Learn how and when macOS devices Check-in with Kandji and Apple services
- How instant is MDM communication?
- Check-in type and frequency for macOS devices
- Force Check-in Using Self Service
- Recurring Check-In
- Daily Check-In
- MDM Daily Check-In
- MDM Commands & Profiles
How instant is MDM communication?
MDM servers send a special type of notification to the Apple Push Notification service to request managed devices to "Check-in" with their MDM server. As part of APNs, Apple devices are constantly polling APNs for Notifications. This results in near-instant management of online devices; as such, there is no defined "Check-in" time for MDM commands.
Check-in type and frequency for macOS devices
Learn about the different types of check-in operations macOS devices perform with Kandji.
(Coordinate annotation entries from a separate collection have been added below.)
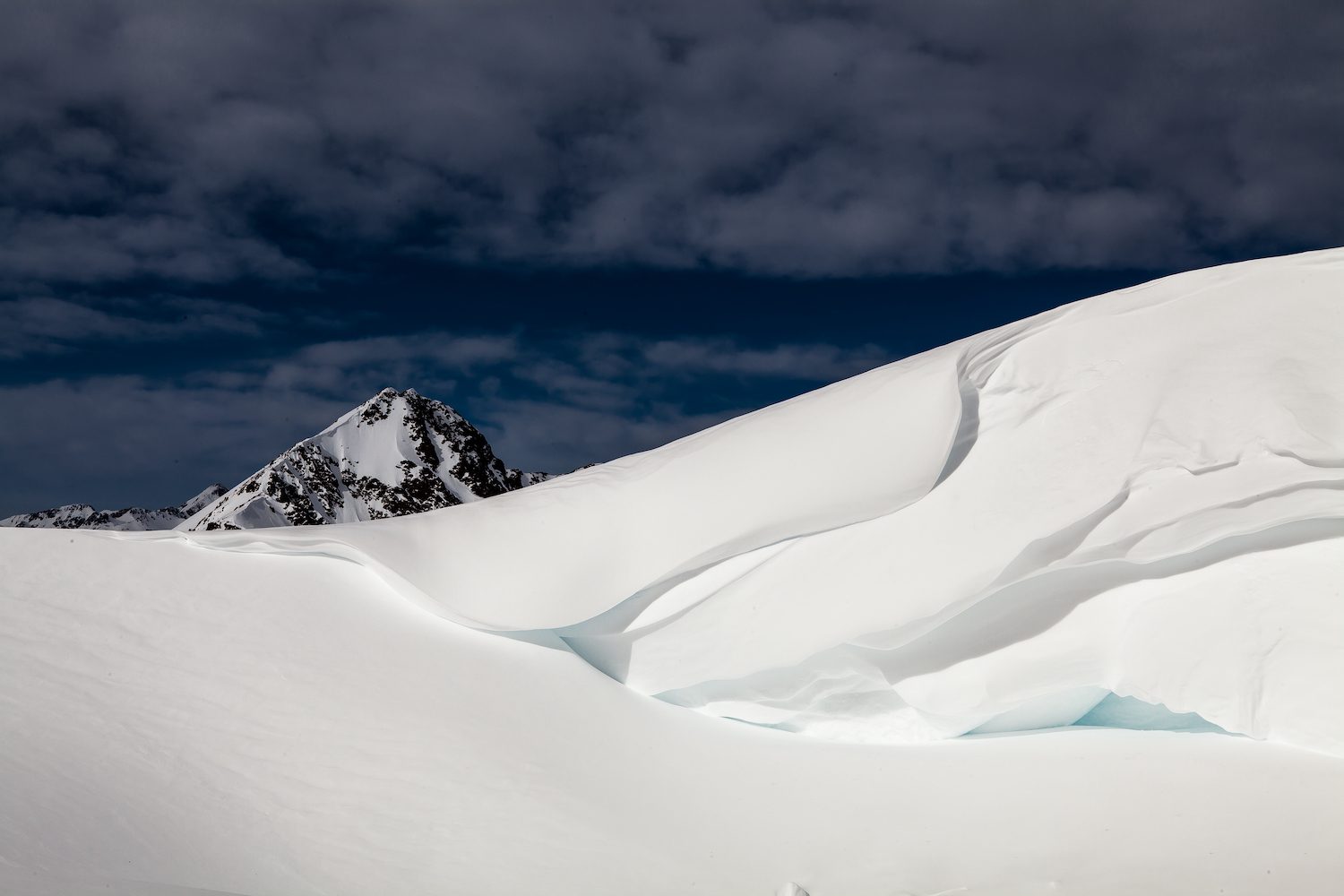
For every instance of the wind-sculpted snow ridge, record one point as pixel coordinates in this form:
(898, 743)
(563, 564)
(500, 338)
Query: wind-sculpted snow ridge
(82, 516)
(1121, 520)
(1137, 495)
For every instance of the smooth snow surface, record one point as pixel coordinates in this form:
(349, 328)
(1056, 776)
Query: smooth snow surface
(1126, 513)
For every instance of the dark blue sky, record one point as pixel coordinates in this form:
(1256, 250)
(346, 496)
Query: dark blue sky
(223, 223)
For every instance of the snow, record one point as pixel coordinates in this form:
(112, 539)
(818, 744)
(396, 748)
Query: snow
(1055, 608)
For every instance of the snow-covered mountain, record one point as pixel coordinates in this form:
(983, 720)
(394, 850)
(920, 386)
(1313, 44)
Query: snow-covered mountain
(82, 516)
(1054, 610)
(397, 452)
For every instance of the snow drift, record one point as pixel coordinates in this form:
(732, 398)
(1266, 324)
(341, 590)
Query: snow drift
(1139, 495)
(1121, 521)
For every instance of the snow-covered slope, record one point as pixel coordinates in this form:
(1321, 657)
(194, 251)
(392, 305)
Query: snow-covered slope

Force Check-in Using Self Service
Using the Sync button in Self Service is the same as performing a Daily Check-in.
- Open the Self Service app.
- Navigate to the Device Info section.
- Click on the Sync button.
Recurring Check-In
- Frequency: This Check-in event automatically happens every 15 Minutes
- Mechanism: Kandji Agent
- Description:
- Checks for and installs any available updates for the Kandji Agent.
- Executes and enforces Blueprint parameters
- Installs any pending library items, in this order of operations:
- Custom Scripts
- Timeout: 1 hour per item
- Custom Printers
- Timeout: 3 Hours per item
- Custom Apps
- Timeout: 12 Hours (global limit)
- Auto Apps
- Timeout: 6 Hours per item
- Managed OS
- Timeout: 12 Hours (global limit)
- Custom Scripts
Note that the library items above are run in this specific order of operations. Items within each library item type are run alphanumerically, with those in uppercase coming before those in lowercase .The above timeout values are the maximum amount of time each library item is allowed to install/run before the process is terminated.
Additionally, there is a global timeout value of 12 hours for a single run. Custom Apps and Apps and Books (VPP) install's initiated from Self Service respect this global limit.
How can I force Recurring Check-in?
- To force a Recurring Check-in, run the following command in Terminal:
sudo kandji run
Daily Check-In
- Frequency: This Check-in event automatically happens every 24 Hours
- Mechanism: Kandji Agent
- Description:
- All recurring Check-in items
- Daily Items, such as:
- Custom Scripts
- Custom Compliance Scripts
- Blueprint Parameters
- Secure home folders
- Check Applications folder for appropriate permissions
- Check System folder for world writable files
- Ensure time is within appropriate limits
- Collects and submits daily computer information to your Kandji instance, such as:
- Application inventory
How can I force Daily Check-in?
- To force Daily Check-in, run the following command in Terminal:
sudo kandji run --reset-daily
MDM Daily Check-In
Frequency: This Check-in event automatically happens once every 24 hours
Mechanism: APNs / MDM Framework
Description: This Check-in is a combination of the following MDM Commands, which are automatically initiated by Kandji to update device information:
- ProfileList
- InstalledApplicationsList
- SecurityInfo
- CertificateList
- AvaliableOSUpdates
- DeviceInformation
How can I force MDM Daily Check-in?
- To force the daily MDM commands, run the following command in Terminal:
sudo kandji update-mdm
MDM Commands & Profiles
Frequency: Instant
Mechanism: APNs / MDM Framework
Description:
- Any MDM command such as:
- Wipe Device
- Blank Push
- Delete User
- Set Device Name
- Unlock User Account
- Lock Device
- InstallApplication (VPP/Apps and Books)
- Any MDM delivered profile such as:
- Any Profile deployed via a Library Item.
- How can I force MDM Commands & Profiles Check-in
- Not applicable for this type of Check-in.